O fim da correspondência
NA INAUGURAÇÃO DE UMA EXPOSIÇÃO EM LISBOA, o fotógrafo argentino Daniel Mordzinski contou que, quando começou a fazer retratos de escritores, eram ainda tempos de pombos-correio e cartas de amor. Também eu cresci numa época em que as raparigas esperavam todos os dias que o carteiro lhes entregasse um aerograma vindo de África (e que não fossem más notícias) ou umas linhas do noivo que tinha ido a salto para França, fugindo à guerra e à pobreza. A trabalhar lá em casa, a Virgínia, que tinha os olhos espantosamente verdes, casara-se por procuração com o namorado que vivia na Suíça; e, com grande pena nossa, aguardava apenas a «carta de chamada» para se lhe juntar, enquanto eu, a frequentar o Ciclo Preparatório, ensinava à irmã dela que, em francês, o seu nome se dizia «Marie du Ciel», caso também ela quisesse trocar Lisboa por Genève (o que, de resto, veio a acontecer).
Contudo, as que cá ficavam também não deixavam de ter direito a missivas: apaixonada por um fulano da terra que não lhe ligava um caracol, a Augusta tanto se queixou ao carteiro de nunca lhe trazer uma cartinha que ele decidiu escrever-lhe em nome próprio e a história entre os dois acabou em casório.
Embora, como diz Chico Buarque na canção, o correio nesse tempo andasse arisco, nada impedia as pessoas de se escreverem regularmente e porem nisso, aliás, o devido cuidado. Eu própria me recordo de fazer rascunhos da minha correspondência amorosa e de investir numa prosa que resultasse bonita, porque isso era já parte do meu amor pelo destinatário. E em troca recebi cartas belíssimas que nem com o fim do namoro e o passar dos anos envelheceram; algumas guardo-as até hoje, como memória e como literatura.

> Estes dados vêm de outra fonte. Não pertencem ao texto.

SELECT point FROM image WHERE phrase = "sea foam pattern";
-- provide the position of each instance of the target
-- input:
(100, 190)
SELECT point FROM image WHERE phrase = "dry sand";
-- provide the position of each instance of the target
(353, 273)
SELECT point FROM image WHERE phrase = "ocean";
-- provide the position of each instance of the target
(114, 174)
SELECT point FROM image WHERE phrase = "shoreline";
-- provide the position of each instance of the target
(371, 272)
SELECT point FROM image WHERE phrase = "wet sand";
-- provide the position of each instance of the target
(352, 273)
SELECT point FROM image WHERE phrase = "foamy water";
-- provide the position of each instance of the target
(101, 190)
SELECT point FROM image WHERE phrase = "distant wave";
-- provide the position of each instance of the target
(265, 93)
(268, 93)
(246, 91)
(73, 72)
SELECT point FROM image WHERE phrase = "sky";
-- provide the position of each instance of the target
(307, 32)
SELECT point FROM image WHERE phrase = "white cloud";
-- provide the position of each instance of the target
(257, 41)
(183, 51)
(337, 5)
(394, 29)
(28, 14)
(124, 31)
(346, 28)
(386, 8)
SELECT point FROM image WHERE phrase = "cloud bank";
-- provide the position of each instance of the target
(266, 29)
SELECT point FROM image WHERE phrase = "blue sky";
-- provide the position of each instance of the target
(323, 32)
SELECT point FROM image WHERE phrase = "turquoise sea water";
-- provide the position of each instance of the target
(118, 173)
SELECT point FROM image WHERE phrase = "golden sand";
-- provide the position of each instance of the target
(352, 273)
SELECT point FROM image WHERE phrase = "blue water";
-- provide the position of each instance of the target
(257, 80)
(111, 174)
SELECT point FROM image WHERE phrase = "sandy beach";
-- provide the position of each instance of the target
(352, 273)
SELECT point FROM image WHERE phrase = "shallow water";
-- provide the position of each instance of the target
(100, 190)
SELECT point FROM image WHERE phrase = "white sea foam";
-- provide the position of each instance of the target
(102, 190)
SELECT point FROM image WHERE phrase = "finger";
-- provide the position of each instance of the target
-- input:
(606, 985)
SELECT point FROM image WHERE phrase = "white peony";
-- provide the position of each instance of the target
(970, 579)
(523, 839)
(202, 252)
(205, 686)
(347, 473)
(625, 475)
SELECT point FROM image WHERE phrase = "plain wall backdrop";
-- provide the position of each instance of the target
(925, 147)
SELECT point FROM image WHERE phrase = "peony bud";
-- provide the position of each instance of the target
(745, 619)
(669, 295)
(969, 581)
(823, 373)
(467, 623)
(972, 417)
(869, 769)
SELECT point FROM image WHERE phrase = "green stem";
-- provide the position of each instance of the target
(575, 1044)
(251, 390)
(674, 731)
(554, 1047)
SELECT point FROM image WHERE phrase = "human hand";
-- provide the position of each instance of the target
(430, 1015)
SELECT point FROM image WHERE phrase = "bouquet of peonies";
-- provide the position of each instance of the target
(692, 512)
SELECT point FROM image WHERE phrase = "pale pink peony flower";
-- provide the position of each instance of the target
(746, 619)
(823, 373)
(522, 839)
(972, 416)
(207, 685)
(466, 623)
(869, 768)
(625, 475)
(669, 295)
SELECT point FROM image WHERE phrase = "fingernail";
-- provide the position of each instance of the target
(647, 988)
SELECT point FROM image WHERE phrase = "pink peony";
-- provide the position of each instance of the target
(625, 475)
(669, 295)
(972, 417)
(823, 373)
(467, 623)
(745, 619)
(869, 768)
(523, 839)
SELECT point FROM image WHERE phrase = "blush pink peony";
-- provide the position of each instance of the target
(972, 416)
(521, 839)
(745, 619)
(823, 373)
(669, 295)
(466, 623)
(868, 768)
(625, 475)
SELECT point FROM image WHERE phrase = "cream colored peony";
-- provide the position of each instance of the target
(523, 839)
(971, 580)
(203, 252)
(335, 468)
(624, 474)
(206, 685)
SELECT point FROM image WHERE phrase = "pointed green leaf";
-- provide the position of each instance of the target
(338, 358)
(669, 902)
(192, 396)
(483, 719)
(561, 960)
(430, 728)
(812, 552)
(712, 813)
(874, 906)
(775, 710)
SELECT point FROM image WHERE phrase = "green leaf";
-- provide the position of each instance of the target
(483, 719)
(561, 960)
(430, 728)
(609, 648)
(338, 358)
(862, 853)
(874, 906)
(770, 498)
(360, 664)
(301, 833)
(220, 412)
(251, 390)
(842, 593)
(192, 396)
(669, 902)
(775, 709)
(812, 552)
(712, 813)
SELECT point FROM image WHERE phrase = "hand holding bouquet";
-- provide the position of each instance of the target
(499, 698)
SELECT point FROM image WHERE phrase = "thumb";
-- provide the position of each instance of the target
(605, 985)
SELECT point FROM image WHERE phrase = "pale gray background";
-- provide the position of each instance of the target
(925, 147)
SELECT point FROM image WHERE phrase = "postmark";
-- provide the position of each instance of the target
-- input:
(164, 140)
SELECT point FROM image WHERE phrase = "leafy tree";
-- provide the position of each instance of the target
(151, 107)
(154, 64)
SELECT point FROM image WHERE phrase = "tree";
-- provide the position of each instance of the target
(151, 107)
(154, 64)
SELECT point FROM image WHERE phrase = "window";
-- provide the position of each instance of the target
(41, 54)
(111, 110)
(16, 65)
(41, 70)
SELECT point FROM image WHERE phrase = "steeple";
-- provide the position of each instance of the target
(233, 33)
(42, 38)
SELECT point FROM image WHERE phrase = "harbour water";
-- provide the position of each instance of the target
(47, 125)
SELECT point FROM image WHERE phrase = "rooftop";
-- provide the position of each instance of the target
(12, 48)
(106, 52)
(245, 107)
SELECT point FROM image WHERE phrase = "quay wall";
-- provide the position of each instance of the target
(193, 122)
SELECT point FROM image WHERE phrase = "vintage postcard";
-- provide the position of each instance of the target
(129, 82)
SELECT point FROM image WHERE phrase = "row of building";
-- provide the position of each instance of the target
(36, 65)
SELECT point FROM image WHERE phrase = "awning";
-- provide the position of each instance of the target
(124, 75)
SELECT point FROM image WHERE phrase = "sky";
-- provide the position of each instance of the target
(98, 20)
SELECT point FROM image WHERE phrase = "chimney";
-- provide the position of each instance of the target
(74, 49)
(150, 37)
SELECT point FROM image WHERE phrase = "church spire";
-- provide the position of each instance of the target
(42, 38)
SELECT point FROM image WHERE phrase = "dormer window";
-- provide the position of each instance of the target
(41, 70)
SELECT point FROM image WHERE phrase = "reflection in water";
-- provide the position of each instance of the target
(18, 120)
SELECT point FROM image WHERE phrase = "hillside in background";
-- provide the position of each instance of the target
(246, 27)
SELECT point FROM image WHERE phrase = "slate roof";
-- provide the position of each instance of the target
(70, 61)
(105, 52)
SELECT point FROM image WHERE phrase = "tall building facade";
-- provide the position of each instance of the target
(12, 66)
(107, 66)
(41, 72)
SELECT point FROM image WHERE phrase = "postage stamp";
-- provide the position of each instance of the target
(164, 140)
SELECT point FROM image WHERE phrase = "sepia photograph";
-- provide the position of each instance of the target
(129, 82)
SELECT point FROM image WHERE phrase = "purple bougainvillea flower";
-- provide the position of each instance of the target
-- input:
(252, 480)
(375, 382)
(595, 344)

Hoje a correspondência encontra-se em vias de extinção, tristemente substituída por e-mails apressados, nos quais é difícil descortinar emoções, e SMS ainda mais curtos — e quase sempre toscos na sua construção. Os políticos já não se correspondem como antigamente, e às gerações vindouras que queiram estudar os seus «reinados» não restará senão um conjunto de datadíssimos tweets. Também os escritores deixaram de trocar opiniões por escrito sobre os ares do tempo e a obra própria e alheia, tampouco redigindo longas cartas a pais, filhos ou jovens poetas que, pelo seu valor ético e estético, se transformem em livros imortais. E mesmo os mais velhos já desistiram de pedir aos netos que lhes mandem um postal quando vão de férias. É que o mais provável é chegarem a casa muito antes dele. Adeus, futuro.